Convergence in the QM-only and QM/MM modeling of enzymatic reactions: A case study for acetylene hydratase.

We report systematic quantum mechanics-only (QM-only) and QM/molecular mechanics (MM) calculations on an enzyme-catalyzed reaction to assess the convergence behavior of QM-only and QM/MM energies with respect to the size of the chosen QM region. The QM and MM parts are described by density functional theory (typically B3LYP/def2-SVP) and the CHARMM force field, respectively. Extending our previous work on acetylene hydratase with QM regions up to 157 atoms (Liao and Thiel, J. Chem. Theory Comput. 2012, 8, 3793), we performed QM/MM geometry optimizations with a QM region M4 composed of 408 atoms, as well as further QM/MM single-point calculations with even larger QM regions up to 657 atoms.
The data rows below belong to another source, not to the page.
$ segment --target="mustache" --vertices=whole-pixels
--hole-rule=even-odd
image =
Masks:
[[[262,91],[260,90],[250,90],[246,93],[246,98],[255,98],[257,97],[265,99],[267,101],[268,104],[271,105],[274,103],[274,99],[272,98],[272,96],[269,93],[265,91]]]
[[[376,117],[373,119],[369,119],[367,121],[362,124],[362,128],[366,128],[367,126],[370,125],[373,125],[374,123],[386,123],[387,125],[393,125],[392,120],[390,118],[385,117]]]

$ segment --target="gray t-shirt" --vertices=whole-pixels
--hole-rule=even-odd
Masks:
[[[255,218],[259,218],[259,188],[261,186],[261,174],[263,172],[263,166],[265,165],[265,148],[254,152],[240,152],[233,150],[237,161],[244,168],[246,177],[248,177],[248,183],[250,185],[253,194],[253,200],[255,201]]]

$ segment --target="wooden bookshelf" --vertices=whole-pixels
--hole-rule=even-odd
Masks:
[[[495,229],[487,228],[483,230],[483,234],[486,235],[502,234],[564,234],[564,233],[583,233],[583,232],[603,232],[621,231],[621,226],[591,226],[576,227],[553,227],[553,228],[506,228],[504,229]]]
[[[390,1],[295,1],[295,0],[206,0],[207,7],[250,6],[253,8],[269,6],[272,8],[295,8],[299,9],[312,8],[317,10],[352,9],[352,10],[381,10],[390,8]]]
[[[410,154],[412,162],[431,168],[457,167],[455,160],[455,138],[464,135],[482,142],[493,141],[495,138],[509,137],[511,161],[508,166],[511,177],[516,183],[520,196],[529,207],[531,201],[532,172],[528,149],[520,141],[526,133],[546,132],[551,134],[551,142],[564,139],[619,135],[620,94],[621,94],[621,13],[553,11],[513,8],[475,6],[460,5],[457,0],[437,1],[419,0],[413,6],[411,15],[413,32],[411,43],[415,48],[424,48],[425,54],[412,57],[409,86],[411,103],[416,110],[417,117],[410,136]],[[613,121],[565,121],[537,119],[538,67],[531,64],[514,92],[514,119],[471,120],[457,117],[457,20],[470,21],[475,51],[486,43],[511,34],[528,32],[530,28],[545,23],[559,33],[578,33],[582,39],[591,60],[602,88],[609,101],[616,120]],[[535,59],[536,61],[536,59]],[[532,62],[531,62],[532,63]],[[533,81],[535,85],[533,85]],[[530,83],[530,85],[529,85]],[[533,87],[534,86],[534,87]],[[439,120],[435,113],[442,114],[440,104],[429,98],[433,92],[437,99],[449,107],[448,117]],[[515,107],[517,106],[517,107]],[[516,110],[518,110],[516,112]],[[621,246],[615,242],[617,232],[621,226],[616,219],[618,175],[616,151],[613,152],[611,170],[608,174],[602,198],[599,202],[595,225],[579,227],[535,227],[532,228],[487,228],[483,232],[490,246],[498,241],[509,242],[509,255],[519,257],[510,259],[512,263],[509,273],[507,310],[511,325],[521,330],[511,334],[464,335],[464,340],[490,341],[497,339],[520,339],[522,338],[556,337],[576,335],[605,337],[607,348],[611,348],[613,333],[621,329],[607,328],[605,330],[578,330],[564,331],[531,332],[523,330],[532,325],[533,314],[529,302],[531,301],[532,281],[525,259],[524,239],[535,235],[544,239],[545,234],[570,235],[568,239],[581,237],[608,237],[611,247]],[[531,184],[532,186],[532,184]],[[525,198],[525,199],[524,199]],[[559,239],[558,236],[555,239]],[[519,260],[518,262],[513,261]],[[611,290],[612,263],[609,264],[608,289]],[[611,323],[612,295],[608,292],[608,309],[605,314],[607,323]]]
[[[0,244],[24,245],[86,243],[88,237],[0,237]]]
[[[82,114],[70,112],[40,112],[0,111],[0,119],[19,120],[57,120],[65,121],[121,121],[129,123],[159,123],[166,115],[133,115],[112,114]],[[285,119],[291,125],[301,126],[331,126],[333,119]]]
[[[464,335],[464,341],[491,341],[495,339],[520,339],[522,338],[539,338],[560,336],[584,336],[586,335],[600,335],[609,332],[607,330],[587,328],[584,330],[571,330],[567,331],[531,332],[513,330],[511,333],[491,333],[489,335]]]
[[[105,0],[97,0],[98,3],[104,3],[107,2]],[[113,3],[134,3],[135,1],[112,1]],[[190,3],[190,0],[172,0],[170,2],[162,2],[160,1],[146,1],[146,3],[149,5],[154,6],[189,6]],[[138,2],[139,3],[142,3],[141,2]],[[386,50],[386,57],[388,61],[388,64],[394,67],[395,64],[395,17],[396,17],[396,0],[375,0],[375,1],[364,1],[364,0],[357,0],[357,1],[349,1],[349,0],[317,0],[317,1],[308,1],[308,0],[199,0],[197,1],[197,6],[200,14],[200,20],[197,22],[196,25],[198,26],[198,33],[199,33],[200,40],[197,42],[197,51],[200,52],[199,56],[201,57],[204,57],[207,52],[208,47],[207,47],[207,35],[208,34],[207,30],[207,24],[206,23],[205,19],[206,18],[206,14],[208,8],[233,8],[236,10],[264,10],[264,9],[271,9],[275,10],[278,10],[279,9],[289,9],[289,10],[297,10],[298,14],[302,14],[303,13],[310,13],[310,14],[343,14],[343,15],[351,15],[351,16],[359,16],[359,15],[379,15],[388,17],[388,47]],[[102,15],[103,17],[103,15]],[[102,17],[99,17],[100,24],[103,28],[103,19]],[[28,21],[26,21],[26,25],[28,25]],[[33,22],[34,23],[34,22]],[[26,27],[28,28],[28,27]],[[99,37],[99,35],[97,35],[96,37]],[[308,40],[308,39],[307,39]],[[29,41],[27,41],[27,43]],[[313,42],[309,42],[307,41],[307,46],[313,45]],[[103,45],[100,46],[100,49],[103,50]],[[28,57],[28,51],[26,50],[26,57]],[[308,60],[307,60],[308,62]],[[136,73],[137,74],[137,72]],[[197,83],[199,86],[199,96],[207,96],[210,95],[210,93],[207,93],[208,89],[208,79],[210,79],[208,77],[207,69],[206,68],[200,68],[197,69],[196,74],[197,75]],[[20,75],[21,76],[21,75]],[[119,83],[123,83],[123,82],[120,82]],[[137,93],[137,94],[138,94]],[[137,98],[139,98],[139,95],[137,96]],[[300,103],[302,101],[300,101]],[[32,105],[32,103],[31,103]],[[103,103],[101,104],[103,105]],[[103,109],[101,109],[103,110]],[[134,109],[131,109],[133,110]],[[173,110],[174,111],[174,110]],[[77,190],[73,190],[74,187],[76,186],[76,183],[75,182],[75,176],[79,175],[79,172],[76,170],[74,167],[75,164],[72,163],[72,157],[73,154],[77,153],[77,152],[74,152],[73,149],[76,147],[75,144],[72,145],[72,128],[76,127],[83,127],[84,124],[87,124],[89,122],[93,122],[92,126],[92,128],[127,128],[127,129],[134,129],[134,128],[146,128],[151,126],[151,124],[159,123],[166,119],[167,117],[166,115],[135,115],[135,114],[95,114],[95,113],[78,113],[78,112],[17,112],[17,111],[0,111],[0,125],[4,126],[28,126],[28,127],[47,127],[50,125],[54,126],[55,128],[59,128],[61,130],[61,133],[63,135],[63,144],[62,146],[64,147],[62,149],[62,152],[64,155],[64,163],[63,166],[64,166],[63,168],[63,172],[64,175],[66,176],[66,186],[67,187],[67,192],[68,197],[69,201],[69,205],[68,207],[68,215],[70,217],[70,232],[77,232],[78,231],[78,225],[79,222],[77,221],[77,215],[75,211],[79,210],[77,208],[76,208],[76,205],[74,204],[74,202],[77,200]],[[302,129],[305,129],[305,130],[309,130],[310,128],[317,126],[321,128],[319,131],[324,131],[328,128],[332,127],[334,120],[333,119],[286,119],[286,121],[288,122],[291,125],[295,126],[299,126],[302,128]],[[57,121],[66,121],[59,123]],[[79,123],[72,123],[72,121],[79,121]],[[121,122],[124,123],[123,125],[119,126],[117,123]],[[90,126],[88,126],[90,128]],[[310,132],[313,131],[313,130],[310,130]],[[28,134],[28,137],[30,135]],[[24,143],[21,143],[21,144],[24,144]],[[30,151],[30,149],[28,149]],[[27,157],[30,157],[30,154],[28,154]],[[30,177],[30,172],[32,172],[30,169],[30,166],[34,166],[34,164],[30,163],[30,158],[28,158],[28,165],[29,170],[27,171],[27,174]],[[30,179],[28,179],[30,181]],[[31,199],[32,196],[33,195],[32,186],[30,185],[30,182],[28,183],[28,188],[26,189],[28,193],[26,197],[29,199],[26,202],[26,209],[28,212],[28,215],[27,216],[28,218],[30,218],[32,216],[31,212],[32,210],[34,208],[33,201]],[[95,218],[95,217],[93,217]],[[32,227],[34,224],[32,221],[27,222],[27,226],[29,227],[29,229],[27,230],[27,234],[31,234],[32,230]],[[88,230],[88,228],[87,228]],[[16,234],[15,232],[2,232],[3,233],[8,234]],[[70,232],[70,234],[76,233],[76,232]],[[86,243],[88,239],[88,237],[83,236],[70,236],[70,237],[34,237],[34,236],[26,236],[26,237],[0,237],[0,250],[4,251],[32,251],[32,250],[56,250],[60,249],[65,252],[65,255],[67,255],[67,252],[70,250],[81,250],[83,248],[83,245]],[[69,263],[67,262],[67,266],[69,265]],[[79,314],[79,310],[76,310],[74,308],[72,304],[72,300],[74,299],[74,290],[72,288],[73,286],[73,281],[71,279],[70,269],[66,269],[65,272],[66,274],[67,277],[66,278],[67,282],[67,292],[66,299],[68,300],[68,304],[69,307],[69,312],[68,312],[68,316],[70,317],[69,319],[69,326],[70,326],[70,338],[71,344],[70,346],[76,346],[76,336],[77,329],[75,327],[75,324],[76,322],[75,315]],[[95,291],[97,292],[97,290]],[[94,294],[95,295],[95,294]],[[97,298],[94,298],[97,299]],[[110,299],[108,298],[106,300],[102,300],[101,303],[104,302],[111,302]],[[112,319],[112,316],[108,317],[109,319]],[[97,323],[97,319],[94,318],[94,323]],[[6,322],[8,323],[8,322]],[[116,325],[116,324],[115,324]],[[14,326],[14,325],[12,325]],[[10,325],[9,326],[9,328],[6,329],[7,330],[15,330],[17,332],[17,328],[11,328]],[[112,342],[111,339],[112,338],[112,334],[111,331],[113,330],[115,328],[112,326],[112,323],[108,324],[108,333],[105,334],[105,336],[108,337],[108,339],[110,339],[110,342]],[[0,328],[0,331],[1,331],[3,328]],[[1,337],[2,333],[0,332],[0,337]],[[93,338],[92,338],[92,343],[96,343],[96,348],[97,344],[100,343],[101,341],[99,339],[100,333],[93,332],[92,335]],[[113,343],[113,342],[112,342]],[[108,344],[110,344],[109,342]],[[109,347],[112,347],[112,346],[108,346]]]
A charge deletion analysis was conducted for the previously used QM/MM model (M3a, with a QM region of 157 atoms) to identify all MM residues with strong electrostatic contributions to the reaction energetics (typically more than 2 kcal/mol), which were then included in M4. QM/MM calculations with this large QM region M4 lead to the same overall mechanism as the previous QM/MM calculations with M3a, but there are some variations in the relative energies of the stationary points, with a mean absolute deviation (MAD) of 2.7 kcal/mol. The energies of the two relevant transition states are close to each other at all levels applied (typically within 2 kcal/mol), with the first (second) one being rate-limiting in the QM/MM calculations with M3a (M4). QM-only gas-phase calculations give a very similar energy profile for QM region M4 (MAD of 1.7 kcal/mol), contrary to the situation for M3a where we had previously found significant discrepancies between the QM-only and QM/MM results (MAD of 7.9 kcal/mol). Extension of the QM region beyond M4 up to M7 (657 atoms) leads to only rather small variations in the relative energies from single-point QM-only and QM/MM calculations (MAD typically about 1-2 kcal/mol). In the case of acetylene hydratase, a model with 408 QM atoms thus seems sufficient to achieve convergence in the computed relative energies to within 1-2 kcal/mol.